Prayer involves motives. Prayer is deeper than we think. Prayer is not meant to give us a chance to tell God what to do in the world, rather prayer is a privilege to become a part of what God is doing in the world. When our prayers leave us without what we ask or fighting with other Christians, then we ought to become aware of our true intentions.
You see this most clearly when James and John asked Jesus for something that sounded reasonable to them, especially in light of Jesus’ promises that they could ask for anything in His name. This scenario from James 4:3 (the author being the half-brother of Jesus, not the James the brother of John) is demonstrated in their question for Jesus. Read Mark 10:35-44 to review the entire example. Basically, the two brothers heard Jesus’ words that they can ask anything, anytime and anywhere. This prompted them to ask for something important. They asked if they could sit on either side of Him in the kingdom. In the end the other disciples heard it, and they were indignant that they had the nerve to ask exactly as James describes.
Boom, there you have it. A story that is repeated over and over in Christian relationships. When praying brings arguments rather than unity,it all comes down to motives. We think we know what is best. We think we can get this world all figured out. We get in our minds what needs to go down. When James and John asked Jesus to sit on either side in His kingdom, He asked them a question. He asked—Can you drink the cup I am about to drink? They immediately replied in the positive, eager to complete their interview for the top kingdom positions.
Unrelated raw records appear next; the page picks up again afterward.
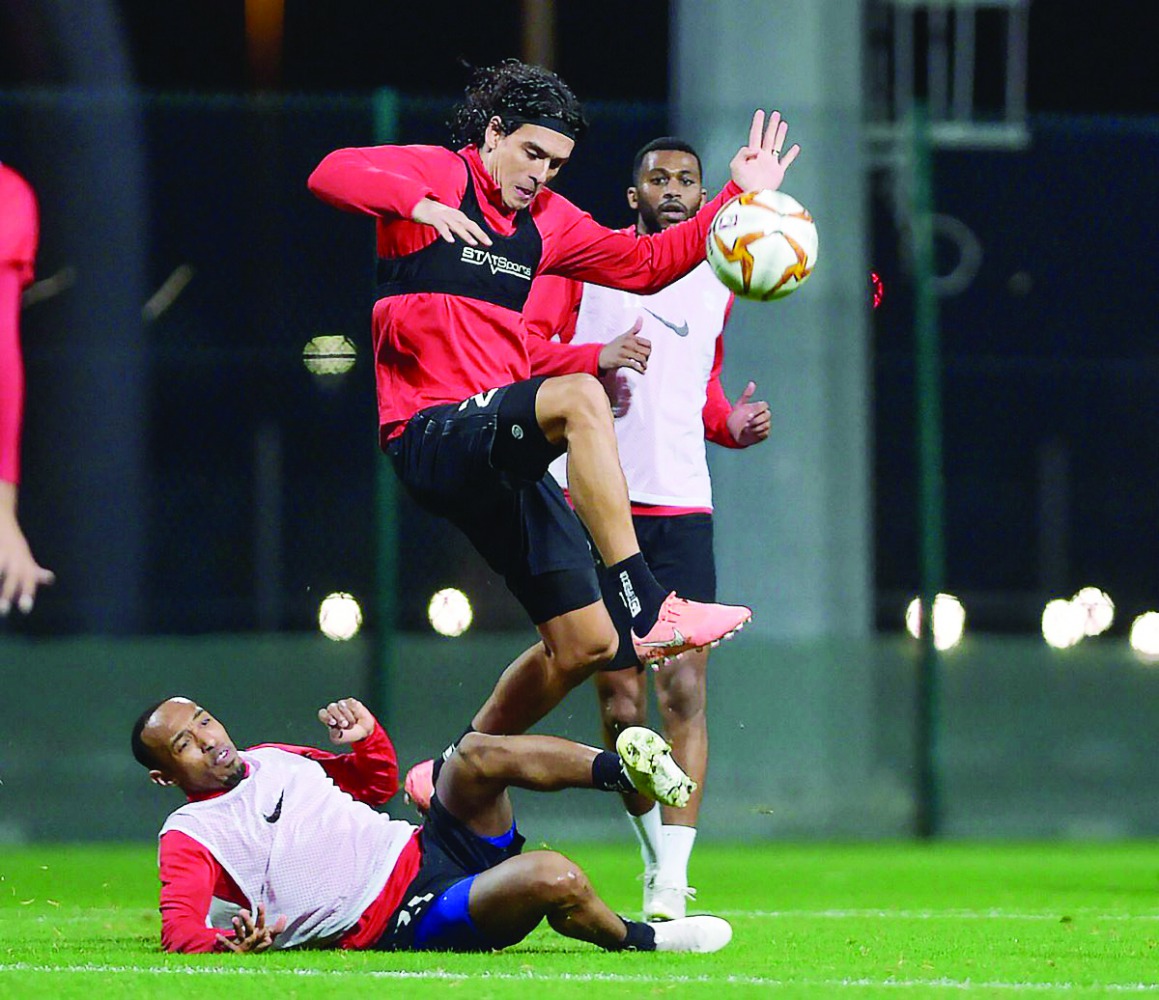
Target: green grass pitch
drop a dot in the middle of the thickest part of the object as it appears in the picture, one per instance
(809, 920)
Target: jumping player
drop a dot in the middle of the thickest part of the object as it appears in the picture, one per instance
(278, 846)
(460, 235)
(662, 421)
(20, 574)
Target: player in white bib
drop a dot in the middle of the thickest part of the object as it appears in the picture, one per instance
(278, 846)
(667, 401)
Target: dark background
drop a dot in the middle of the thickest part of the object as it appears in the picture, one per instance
(1049, 356)
(1084, 58)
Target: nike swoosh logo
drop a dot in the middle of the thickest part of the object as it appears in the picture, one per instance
(676, 640)
(276, 815)
(680, 331)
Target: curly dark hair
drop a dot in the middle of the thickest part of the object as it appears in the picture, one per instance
(145, 757)
(668, 144)
(518, 94)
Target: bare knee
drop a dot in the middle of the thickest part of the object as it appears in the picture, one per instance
(680, 690)
(584, 652)
(558, 882)
(583, 403)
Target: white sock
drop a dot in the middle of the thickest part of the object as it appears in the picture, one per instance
(648, 832)
(676, 849)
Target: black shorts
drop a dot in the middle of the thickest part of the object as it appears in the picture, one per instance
(678, 550)
(482, 465)
(452, 853)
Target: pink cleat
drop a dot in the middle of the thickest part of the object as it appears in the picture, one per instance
(685, 625)
(420, 786)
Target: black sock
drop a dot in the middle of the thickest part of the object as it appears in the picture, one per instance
(445, 756)
(607, 773)
(639, 591)
(641, 936)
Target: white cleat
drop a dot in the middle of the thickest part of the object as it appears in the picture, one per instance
(701, 934)
(648, 760)
(665, 900)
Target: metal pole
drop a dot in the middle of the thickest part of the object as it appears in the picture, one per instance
(930, 469)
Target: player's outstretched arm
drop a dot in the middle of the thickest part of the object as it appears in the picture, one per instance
(449, 223)
(762, 163)
(348, 720)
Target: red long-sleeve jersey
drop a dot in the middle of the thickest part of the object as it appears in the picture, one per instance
(191, 876)
(19, 234)
(435, 348)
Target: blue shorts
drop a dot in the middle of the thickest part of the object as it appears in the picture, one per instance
(482, 465)
(435, 914)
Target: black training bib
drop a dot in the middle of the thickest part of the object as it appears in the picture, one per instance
(500, 274)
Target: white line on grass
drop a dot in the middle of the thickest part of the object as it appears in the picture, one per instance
(928, 914)
(963, 985)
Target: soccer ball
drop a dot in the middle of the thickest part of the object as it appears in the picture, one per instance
(763, 245)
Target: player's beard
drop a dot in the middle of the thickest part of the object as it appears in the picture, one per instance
(233, 779)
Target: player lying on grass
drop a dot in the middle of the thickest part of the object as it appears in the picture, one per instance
(278, 845)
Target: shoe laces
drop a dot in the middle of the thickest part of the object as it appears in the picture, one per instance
(654, 883)
(671, 610)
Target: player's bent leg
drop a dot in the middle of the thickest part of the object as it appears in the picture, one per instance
(682, 692)
(574, 647)
(509, 902)
(574, 410)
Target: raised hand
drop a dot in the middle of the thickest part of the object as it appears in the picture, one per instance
(626, 351)
(20, 574)
(348, 720)
(749, 423)
(760, 165)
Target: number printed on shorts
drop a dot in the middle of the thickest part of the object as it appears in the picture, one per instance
(481, 400)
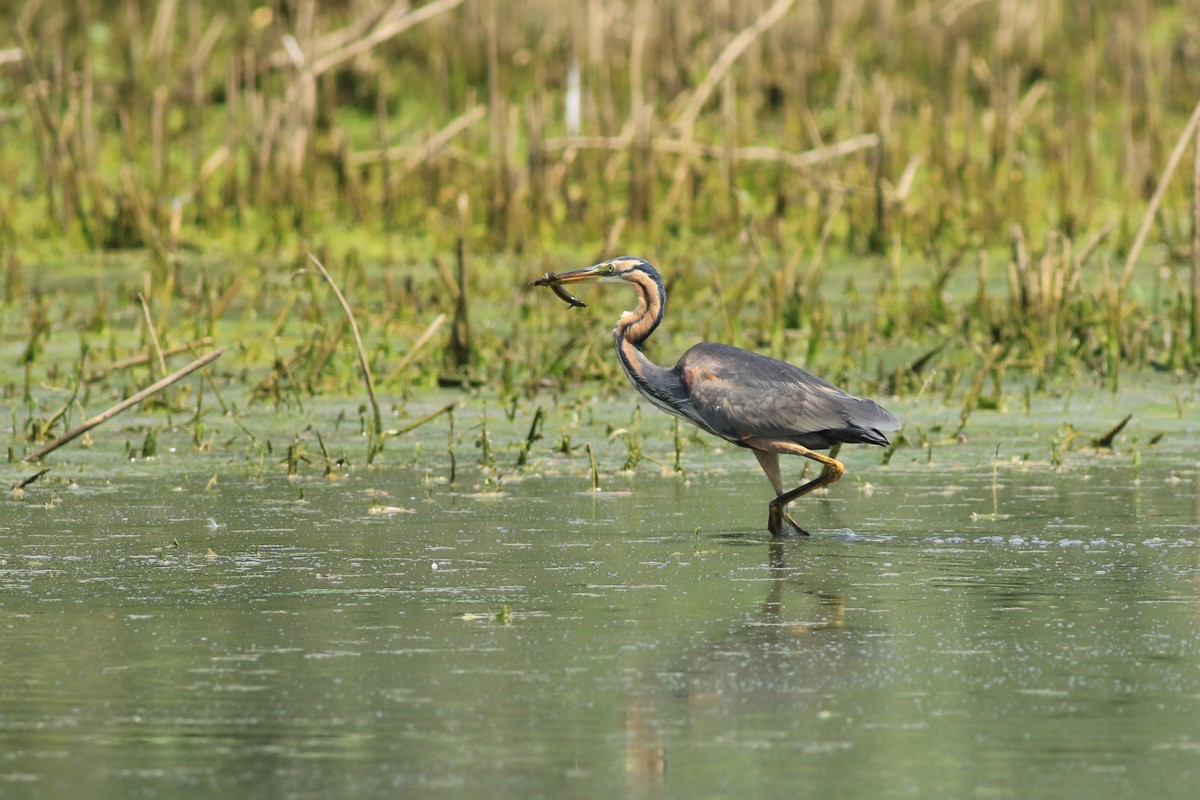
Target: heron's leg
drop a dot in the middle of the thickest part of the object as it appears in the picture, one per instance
(833, 470)
(769, 462)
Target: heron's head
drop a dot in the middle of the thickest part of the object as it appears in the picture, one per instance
(624, 269)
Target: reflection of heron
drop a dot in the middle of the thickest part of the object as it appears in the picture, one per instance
(743, 397)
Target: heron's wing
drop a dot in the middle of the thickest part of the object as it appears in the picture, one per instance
(741, 395)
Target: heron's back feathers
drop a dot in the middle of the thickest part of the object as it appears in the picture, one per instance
(742, 395)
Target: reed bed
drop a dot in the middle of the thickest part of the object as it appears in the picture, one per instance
(911, 197)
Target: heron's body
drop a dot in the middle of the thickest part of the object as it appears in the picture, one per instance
(747, 398)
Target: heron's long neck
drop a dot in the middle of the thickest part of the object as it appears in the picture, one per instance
(660, 385)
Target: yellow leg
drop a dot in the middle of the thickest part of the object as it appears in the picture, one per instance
(767, 451)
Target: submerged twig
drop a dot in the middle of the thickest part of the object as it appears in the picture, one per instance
(420, 421)
(30, 479)
(363, 356)
(154, 389)
(143, 358)
(1157, 199)
(1107, 439)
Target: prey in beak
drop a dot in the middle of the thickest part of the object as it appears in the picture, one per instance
(556, 284)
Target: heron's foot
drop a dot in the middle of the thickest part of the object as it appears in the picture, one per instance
(781, 525)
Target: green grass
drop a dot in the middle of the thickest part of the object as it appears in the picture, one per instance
(177, 150)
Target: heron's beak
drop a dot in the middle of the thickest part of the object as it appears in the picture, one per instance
(576, 276)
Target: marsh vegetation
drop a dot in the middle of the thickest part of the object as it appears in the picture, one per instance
(910, 198)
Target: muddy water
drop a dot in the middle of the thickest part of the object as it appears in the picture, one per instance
(966, 621)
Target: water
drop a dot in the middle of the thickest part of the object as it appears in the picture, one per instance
(969, 623)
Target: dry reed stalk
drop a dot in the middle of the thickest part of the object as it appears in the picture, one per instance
(415, 156)
(685, 120)
(133, 400)
(1195, 251)
(715, 151)
(143, 358)
(367, 379)
(388, 28)
(151, 334)
(1147, 218)
(418, 346)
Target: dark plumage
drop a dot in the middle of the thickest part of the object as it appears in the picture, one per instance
(750, 400)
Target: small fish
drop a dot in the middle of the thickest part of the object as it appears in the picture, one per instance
(563, 294)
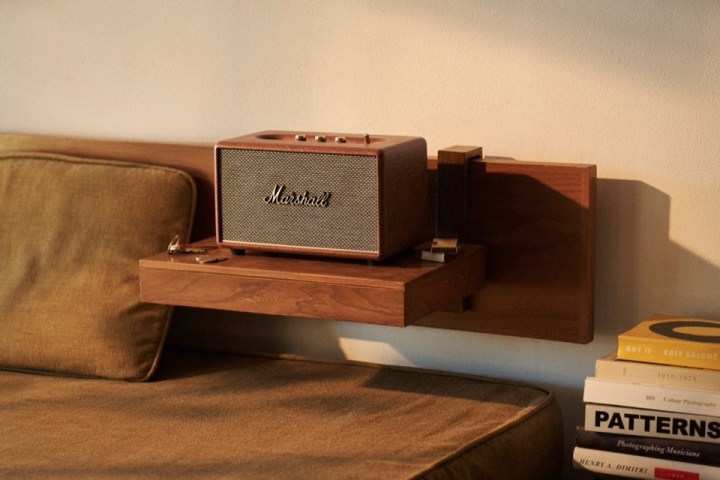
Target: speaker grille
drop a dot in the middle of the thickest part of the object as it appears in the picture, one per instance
(247, 178)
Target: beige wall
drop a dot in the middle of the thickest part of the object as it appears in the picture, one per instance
(629, 86)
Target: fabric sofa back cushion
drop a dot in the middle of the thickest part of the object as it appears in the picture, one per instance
(73, 231)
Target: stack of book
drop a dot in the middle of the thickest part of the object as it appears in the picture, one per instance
(652, 409)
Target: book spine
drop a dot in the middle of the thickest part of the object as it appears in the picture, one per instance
(657, 374)
(669, 352)
(662, 448)
(654, 397)
(636, 466)
(652, 423)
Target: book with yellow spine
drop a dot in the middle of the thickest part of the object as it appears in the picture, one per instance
(688, 342)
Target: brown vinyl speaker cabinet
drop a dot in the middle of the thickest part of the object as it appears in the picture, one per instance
(326, 194)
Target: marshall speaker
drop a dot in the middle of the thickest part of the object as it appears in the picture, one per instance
(339, 195)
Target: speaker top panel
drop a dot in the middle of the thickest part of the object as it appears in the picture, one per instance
(340, 143)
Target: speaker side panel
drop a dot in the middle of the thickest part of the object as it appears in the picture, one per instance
(280, 201)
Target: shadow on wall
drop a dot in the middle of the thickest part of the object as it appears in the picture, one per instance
(640, 270)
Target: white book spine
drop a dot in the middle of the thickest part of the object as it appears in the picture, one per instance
(651, 423)
(636, 466)
(638, 395)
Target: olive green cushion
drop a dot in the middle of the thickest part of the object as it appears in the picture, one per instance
(73, 231)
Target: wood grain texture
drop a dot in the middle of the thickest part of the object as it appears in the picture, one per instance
(536, 221)
(396, 293)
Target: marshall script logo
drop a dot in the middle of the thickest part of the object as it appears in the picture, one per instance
(280, 197)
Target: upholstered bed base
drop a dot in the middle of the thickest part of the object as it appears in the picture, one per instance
(89, 388)
(231, 416)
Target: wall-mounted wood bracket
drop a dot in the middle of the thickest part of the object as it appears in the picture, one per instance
(536, 222)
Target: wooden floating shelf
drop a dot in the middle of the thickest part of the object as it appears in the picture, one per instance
(396, 293)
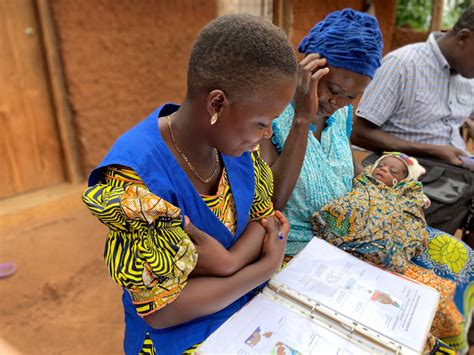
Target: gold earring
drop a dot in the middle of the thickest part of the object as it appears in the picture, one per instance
(214, 119)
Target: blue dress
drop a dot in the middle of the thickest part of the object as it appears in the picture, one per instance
(326, 174)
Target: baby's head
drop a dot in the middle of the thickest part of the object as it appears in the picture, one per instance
(393, 167)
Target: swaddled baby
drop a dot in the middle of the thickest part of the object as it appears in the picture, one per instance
(381, 220)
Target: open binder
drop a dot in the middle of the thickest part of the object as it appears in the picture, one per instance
(326, 301)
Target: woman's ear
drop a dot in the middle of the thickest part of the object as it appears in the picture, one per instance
(216, 101)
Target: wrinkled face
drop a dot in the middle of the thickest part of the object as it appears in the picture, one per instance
(390, 169)
(465, 45)
(242, 125)
(339, 88)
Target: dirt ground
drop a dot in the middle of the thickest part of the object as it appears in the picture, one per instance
(61, 299)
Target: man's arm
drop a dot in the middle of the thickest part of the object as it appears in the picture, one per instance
(367, 135)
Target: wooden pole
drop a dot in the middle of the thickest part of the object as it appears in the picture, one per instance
(62, 109)
(437, 15)
(282, 15)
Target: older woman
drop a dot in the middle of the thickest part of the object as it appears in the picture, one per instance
(180, 188)
(312, 162)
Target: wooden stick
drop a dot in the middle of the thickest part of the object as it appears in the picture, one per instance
(62, 109)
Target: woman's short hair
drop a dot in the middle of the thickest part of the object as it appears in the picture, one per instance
(466, 20)
(239, 54)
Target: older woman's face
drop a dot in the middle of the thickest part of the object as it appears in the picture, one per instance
(339, 88)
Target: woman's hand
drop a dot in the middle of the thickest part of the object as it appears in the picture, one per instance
(213, 258)
(310, 70)
(274, 243)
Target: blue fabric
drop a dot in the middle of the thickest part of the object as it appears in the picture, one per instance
(348, 39)
(326, 174)
(142, 148)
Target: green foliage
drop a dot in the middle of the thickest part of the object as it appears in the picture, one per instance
(454, 12)
(415, 14)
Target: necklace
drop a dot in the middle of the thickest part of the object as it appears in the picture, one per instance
(185, 158)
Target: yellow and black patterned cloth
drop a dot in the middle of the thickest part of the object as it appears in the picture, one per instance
(147, 250)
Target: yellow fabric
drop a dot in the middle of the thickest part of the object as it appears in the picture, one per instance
(147, 251)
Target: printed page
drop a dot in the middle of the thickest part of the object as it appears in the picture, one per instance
(266, 327)
(386, 303)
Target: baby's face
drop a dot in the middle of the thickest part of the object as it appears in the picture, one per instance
(389, 169)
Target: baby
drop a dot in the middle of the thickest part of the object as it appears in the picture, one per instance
(381, 220)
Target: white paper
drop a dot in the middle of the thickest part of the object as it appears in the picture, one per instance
(389, 304)
(266, 327)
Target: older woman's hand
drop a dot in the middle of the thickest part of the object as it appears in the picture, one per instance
(310, 70)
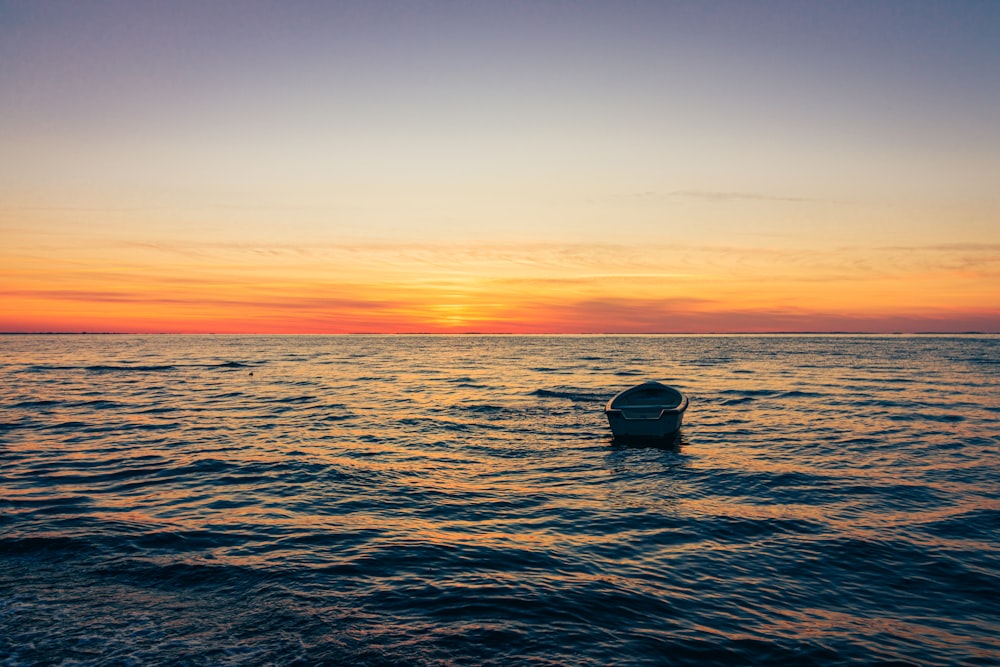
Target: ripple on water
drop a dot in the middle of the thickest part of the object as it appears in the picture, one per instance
(831, 501)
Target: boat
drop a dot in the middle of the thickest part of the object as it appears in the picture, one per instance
(646, 411)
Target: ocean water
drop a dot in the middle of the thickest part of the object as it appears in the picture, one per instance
(408, 500)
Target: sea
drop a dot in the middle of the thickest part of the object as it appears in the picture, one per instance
(459, 500)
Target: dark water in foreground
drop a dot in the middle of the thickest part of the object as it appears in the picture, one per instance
(458, 501)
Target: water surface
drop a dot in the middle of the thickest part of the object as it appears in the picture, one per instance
(408, 500)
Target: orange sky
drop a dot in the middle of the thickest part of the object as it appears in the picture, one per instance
(531, 168)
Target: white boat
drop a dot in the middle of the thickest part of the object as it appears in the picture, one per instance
(647, 411)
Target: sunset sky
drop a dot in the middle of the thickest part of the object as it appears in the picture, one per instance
(563, 167)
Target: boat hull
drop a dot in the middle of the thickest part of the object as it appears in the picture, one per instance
(648, 411)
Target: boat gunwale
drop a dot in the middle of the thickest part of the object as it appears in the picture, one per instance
(678, 408)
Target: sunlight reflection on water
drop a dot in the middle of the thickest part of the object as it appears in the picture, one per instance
(436, 500)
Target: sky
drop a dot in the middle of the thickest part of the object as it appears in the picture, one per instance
(515, 167)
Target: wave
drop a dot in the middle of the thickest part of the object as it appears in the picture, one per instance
(573, 395)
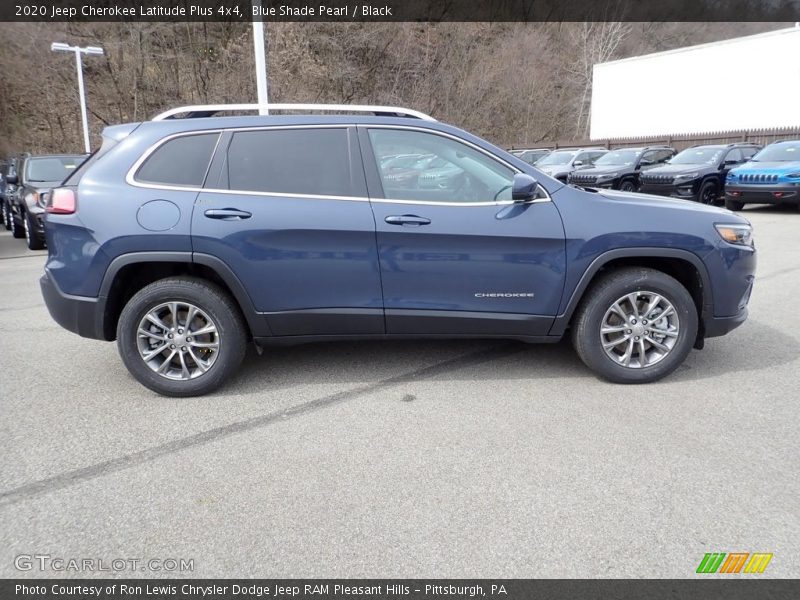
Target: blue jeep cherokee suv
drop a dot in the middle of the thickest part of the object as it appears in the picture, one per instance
(185, 238)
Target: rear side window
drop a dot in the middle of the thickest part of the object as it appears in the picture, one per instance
(312, 162)
(180, 161)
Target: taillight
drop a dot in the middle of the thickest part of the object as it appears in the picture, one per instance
(62, 202)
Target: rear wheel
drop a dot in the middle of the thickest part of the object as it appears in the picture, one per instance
(181, 336)
(733, 205)
(33, 238)
(635, 325)
(709, 192)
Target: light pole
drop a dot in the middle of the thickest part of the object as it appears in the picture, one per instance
(261, 60)
(61, 47)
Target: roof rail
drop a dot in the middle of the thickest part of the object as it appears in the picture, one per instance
(208, 110)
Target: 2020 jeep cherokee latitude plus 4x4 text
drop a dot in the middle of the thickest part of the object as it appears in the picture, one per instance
(184, 238)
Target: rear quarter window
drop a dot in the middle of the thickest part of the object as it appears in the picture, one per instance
(181, 161)
(311, 162)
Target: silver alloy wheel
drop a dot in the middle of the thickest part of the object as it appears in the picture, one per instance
(639, 329)
(178, 340)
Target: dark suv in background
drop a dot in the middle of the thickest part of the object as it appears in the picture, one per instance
(185, 238)
(620, 169)
(698, 173)
(560, 163)
(36, 176)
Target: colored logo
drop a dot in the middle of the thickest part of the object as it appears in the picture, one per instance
(734, 562)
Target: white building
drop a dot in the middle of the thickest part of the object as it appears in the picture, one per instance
(744, 84)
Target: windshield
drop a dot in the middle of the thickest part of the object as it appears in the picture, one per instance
(618, 157)
(52, 168)
(557, 158)
(779, 152)
(697, 156)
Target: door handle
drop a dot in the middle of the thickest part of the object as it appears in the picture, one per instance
(227, 214)
(412, 220)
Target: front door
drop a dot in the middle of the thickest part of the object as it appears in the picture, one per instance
(456, 255)
(288, 213)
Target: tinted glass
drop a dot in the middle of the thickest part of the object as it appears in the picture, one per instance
(313, 162)
(700, 155)
(789, 151)
(450, 171)
(734, 154)
(181, 161)
(51, 168)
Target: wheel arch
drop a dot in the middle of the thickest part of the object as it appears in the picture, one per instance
(129, 273)
(683, 265)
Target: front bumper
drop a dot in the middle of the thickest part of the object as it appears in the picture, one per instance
(78, 314)
(763, 194)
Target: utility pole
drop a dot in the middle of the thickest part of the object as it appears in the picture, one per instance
(96, 50)
(261, 59)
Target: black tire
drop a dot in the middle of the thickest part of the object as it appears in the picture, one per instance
(733, 205)
(709, 193)
(208, 297)
(6, 216)
(33, 238)
(17, 229)
(587, 339)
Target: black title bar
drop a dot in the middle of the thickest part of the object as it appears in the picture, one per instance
(400, 10)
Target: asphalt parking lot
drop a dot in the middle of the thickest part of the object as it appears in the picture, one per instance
(406, 459)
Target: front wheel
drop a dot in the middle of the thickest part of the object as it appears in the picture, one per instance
(6, 216)
(33, 238)
(635, 325)
(181, 336)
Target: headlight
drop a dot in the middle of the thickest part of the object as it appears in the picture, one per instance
(741, 235)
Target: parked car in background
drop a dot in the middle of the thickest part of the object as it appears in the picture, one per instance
(698, 173)
(560, 163)
(7, 189)
(185, 238)
(531, 155)
(771, 177)
(36, 176)
(621, 169)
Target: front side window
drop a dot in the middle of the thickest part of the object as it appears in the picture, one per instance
(181, 161)
(445, 170)
(306, 161)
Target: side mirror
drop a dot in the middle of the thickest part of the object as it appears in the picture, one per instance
(524, 188)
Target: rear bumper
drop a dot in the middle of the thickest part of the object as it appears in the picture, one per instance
(717, 326)
(78, 314)
(763, 194)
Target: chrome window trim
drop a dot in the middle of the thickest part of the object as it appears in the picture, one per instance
(131, 180)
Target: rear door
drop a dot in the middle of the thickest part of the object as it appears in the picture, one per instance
(287, 211)
(460, 257)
They were so blinded by their request that they could not see where Jesus was taking them with His question.
A better response to Jesus would have been to understand exactly what was in the cup to which He referred. They were so focused on the end goal that they were willing to sign up for something that would have annihilated their souls. The truth is that no one could drink the cup to which Jesus referred. It would have been spiritual suicide for them to receive what they asked. Jesus didn’t give the brothers what they wanted because He loved them. Jesus referred them back to His Father and utter trust in God’s good, great plan for the Kingdom.
Most everyone I know is living a life that they do not want or on their way to discovering that what they thought they wanted is not what they thought. We pray and pray and pray for what we want only to discover that wanting God’s will to be done on earth as it is in heaven is the only way to pray. Jesus responded to James and John when they said they could drink His cup: “You will drink the cup I drink and be baptized with the baptism I am baptized with but to sit at my right or left is not for me to grant. These places belong to those for whom they have been prepared (Mark 10:39-40).”
And they did indeed drink the cup after Jesus made it possible by sending them the Holy Spirit. James was the first disciple to be martyred and John was the last of the 12 to die. They ended up being on either side of Jesus’ death in a way. When you ask for what you want, always keep in mind that what your true self wants is what God has prepared. Pray until you want God’s will, and you will be sure to get what you want.